Why Burlington was selected
With its dangerous 115-decibel noise extending over a very large area, the F-35 was not designed for safely participating in city life. The selection of Burlington airport was to give Vermont airmen real-life experience targeting civilian families by using the F-35 in a manner for which it was not designed that causes unnecessary suffering. Training where the extreme noise inherently targets cities full of civilians with indiscriminate violence. The densely populated location of the Burlington airport is ideal for pilots to practice hurting adults and children without any risk of the pilot ever being punished. Commanders selected the Burlington airport for the F-35 training so the airmen are ready to drop bombs on residential neighborhoods in the next illegal and immoral US war based on lies, like Vietnam and like Iraq. So they have practice committing war crimes with impunity.
The airport-proprietor authority allows the city to fix this problem
Federal law allows the city-owned airport to quickly end this odious abuse.
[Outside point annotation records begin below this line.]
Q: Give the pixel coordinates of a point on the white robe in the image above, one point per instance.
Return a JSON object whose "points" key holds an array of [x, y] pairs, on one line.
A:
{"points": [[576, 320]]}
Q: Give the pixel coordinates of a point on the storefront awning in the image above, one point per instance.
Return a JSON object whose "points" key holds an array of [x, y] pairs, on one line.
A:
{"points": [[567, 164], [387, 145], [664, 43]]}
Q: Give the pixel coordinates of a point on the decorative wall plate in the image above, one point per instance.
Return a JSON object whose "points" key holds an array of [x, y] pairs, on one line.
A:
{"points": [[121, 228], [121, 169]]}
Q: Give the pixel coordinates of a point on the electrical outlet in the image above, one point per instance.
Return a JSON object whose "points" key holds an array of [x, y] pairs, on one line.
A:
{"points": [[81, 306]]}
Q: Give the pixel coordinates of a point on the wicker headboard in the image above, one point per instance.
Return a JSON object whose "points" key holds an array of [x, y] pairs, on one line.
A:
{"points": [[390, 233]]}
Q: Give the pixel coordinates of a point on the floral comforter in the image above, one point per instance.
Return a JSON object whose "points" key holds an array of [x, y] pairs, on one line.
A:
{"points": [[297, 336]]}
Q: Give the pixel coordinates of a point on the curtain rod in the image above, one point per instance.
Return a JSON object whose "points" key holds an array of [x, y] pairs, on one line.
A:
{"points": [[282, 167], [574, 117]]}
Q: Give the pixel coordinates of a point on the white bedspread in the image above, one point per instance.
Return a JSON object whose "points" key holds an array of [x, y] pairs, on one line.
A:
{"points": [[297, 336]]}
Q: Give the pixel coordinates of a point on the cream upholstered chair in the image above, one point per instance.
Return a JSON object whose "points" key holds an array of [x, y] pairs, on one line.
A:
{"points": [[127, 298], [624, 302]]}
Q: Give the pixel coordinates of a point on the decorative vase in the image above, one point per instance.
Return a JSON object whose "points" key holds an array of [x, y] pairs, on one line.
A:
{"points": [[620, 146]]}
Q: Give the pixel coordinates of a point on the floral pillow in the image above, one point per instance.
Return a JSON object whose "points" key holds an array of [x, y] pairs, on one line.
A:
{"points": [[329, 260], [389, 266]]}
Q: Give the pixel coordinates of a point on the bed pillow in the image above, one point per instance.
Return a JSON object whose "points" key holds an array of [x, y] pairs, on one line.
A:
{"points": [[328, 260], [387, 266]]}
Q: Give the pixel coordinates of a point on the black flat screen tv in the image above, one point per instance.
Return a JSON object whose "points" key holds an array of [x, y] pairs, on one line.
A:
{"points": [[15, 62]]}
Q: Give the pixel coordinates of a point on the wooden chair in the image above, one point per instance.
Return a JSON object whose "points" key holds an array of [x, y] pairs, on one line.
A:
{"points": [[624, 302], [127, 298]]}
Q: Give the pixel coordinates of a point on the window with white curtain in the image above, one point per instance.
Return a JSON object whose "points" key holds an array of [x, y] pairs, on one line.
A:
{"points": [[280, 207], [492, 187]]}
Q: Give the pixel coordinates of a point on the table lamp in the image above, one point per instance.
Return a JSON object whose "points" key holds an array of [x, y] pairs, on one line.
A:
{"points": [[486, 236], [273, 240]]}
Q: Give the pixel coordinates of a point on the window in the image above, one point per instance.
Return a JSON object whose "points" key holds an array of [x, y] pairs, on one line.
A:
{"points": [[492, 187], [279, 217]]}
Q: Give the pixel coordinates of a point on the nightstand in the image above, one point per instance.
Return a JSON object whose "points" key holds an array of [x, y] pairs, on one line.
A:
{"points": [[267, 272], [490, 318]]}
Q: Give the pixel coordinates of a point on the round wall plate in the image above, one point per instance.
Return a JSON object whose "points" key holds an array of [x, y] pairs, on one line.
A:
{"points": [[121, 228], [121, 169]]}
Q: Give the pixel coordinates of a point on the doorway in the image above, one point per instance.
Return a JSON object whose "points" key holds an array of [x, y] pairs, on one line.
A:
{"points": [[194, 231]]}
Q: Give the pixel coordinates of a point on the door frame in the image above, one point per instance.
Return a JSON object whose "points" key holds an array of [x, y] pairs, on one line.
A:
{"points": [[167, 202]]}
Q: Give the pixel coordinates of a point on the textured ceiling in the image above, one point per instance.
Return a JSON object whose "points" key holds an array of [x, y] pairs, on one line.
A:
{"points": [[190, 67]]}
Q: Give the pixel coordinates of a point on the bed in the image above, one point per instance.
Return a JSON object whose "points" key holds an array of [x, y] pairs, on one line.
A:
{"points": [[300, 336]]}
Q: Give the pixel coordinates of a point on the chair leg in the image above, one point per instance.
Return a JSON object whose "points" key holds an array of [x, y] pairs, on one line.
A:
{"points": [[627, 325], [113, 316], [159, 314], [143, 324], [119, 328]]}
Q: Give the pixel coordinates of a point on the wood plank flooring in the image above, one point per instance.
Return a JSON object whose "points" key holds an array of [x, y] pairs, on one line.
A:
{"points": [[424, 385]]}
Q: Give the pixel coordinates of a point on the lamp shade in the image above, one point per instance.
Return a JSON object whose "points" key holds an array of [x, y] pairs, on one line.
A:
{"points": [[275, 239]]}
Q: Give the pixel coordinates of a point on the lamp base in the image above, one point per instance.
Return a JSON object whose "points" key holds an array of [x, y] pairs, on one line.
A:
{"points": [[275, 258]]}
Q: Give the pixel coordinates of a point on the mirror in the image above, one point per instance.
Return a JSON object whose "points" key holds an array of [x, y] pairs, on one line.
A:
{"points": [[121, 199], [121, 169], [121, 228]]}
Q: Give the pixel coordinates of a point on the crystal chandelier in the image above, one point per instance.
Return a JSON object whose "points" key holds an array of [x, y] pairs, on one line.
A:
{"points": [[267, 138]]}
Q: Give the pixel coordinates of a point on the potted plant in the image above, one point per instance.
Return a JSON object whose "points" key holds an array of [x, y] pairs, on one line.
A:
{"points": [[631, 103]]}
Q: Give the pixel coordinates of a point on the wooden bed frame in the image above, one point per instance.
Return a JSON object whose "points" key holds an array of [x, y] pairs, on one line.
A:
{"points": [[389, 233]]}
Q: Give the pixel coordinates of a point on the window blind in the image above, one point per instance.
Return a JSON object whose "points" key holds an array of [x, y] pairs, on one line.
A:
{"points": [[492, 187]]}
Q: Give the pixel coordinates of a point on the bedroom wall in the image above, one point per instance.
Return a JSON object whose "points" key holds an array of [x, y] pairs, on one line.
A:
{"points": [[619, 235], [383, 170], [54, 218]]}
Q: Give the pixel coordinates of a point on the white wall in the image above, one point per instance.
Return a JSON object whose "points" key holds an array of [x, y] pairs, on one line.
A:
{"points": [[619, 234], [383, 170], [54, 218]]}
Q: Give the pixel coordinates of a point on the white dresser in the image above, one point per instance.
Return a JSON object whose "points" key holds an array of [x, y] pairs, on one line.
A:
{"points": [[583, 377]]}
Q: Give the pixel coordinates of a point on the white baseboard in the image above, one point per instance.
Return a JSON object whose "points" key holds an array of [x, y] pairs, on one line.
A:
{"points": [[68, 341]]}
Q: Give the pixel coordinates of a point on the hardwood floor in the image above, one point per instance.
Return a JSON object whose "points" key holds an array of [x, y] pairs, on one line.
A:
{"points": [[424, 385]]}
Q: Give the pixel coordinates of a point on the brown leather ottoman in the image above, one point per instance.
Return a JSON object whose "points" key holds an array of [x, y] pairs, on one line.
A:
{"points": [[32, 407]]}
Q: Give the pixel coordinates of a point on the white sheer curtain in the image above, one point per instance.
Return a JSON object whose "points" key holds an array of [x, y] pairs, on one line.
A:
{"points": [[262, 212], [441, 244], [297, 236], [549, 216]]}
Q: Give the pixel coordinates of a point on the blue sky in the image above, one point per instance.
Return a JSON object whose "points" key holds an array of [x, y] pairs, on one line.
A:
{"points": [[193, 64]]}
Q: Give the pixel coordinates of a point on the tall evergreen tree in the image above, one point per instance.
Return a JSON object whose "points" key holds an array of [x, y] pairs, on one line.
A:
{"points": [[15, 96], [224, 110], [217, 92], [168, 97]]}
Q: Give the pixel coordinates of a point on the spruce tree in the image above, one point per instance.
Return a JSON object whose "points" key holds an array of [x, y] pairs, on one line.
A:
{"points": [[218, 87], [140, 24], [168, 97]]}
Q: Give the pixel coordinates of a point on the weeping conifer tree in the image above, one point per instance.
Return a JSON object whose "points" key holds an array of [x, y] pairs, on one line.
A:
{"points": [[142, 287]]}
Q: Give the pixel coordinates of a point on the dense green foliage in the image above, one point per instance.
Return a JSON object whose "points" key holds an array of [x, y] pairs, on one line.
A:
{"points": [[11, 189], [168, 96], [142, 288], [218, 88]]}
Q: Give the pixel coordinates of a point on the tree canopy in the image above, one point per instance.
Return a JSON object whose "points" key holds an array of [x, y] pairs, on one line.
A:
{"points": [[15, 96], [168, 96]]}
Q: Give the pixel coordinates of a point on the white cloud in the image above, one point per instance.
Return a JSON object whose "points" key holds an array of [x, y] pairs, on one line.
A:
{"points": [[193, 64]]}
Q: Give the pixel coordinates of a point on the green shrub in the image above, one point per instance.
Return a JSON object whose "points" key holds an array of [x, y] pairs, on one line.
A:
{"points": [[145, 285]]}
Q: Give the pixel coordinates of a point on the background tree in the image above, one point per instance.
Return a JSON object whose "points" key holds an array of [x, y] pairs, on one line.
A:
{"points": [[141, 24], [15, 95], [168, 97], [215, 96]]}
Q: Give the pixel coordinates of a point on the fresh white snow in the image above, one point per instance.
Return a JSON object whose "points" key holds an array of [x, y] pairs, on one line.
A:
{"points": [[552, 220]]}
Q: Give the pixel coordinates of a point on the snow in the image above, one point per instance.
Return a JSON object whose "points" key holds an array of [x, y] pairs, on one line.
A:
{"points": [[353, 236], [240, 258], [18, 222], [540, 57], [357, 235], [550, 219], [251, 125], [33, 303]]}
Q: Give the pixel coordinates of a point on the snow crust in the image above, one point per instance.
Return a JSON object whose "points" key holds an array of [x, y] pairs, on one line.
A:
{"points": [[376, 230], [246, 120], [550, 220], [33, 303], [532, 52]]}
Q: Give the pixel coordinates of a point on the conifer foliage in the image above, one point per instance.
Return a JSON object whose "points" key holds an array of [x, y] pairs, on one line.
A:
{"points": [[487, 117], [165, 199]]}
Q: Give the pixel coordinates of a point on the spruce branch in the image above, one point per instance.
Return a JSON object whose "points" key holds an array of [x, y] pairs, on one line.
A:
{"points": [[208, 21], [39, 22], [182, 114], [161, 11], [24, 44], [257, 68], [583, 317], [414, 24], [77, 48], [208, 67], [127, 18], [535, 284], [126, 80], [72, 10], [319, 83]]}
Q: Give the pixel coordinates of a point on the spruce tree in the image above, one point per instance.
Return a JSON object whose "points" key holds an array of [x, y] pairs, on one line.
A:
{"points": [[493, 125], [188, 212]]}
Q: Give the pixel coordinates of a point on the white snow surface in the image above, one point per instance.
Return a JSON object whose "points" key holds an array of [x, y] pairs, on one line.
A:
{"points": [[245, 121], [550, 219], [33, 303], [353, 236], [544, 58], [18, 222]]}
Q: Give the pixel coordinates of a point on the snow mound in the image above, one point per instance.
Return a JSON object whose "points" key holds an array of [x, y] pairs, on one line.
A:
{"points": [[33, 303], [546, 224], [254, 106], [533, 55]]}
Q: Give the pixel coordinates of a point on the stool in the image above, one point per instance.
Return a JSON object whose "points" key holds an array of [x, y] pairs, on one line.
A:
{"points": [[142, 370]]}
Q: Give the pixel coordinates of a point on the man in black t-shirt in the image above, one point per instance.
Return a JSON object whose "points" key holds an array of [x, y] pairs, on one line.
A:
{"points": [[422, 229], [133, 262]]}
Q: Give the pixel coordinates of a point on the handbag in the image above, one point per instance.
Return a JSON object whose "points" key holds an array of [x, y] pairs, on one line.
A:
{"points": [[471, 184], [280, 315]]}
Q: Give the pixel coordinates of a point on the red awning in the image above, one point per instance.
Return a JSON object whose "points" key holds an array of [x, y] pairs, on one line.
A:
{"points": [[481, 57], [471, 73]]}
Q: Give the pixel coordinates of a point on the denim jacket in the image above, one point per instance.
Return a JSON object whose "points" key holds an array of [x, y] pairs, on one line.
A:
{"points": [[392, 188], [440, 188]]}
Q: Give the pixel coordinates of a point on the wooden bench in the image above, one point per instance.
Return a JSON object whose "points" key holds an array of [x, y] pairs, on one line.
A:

Using its federal airport-proprietor authority, the city can adopt a standard for safety, such as requiring all aircraft based at BTV airport to comply with the same aircraft noise safety standard the FAA long-ago established for civilian aircraft. Doing so would not affect any civilian aircraft using the airport because all of them already meet that strict FAA safety standard. The Air Force would be the only outlaw, blasting thousands of civilian families with the 115-decibel F-35, a noise level that far exceeds that FAA noise standard for safety.
The Air Force could bring itself into compliance by providing the Vermont Air National Guard with compatible aircraft for its city location or it can provide a non-flying mission for the Guard. Halting the F-35 training in a densely populated city would also comply with Air Force and Vermont Guard discipline, US law, and international law, all of which forbid targeting civilians.
The fact that the law as it exists gives the city, as airport proprietor, the power to set a noise safety standard allows the new mayor to make a huge accomplishment for community safety: abolishing the F-35 training at the city-owned airport.
I have not seen it mentioned very often, but Israel has over 60 of these Jets and has used them for months to destroy neighborhoods, colleges, hospitals, schools and tens of thousands of civilians in Gaza.
In other words, the sound which we are forced to get used to is the last sound that many Palestinians ever heard before they were destroyed or Massively injured.
I wonder why this is so rarely mentioned. it should be talked about every day.
Thanks for this coverage!
To the mayor of Burlington, the f35 have essentially ruined my life. I live in Williston, approximately 6-8 miles from the airport. Every time they fly and I record decibel levels, I get readings from 95-115 decibel levels. Supposedly after 80 decibels they are hurting your health. I have ringing in my ears, vertigo symptoms. When they fly on average 3 times per day lasting 15-20 minutes, each time, I can’t be outside and in the summer I have to close all windows and still cannot carry on a conversation inside my house. Total lie that only people within a half mile surrounding airport are affected. I can’t imagine how harmful this is for children. Please stop f35!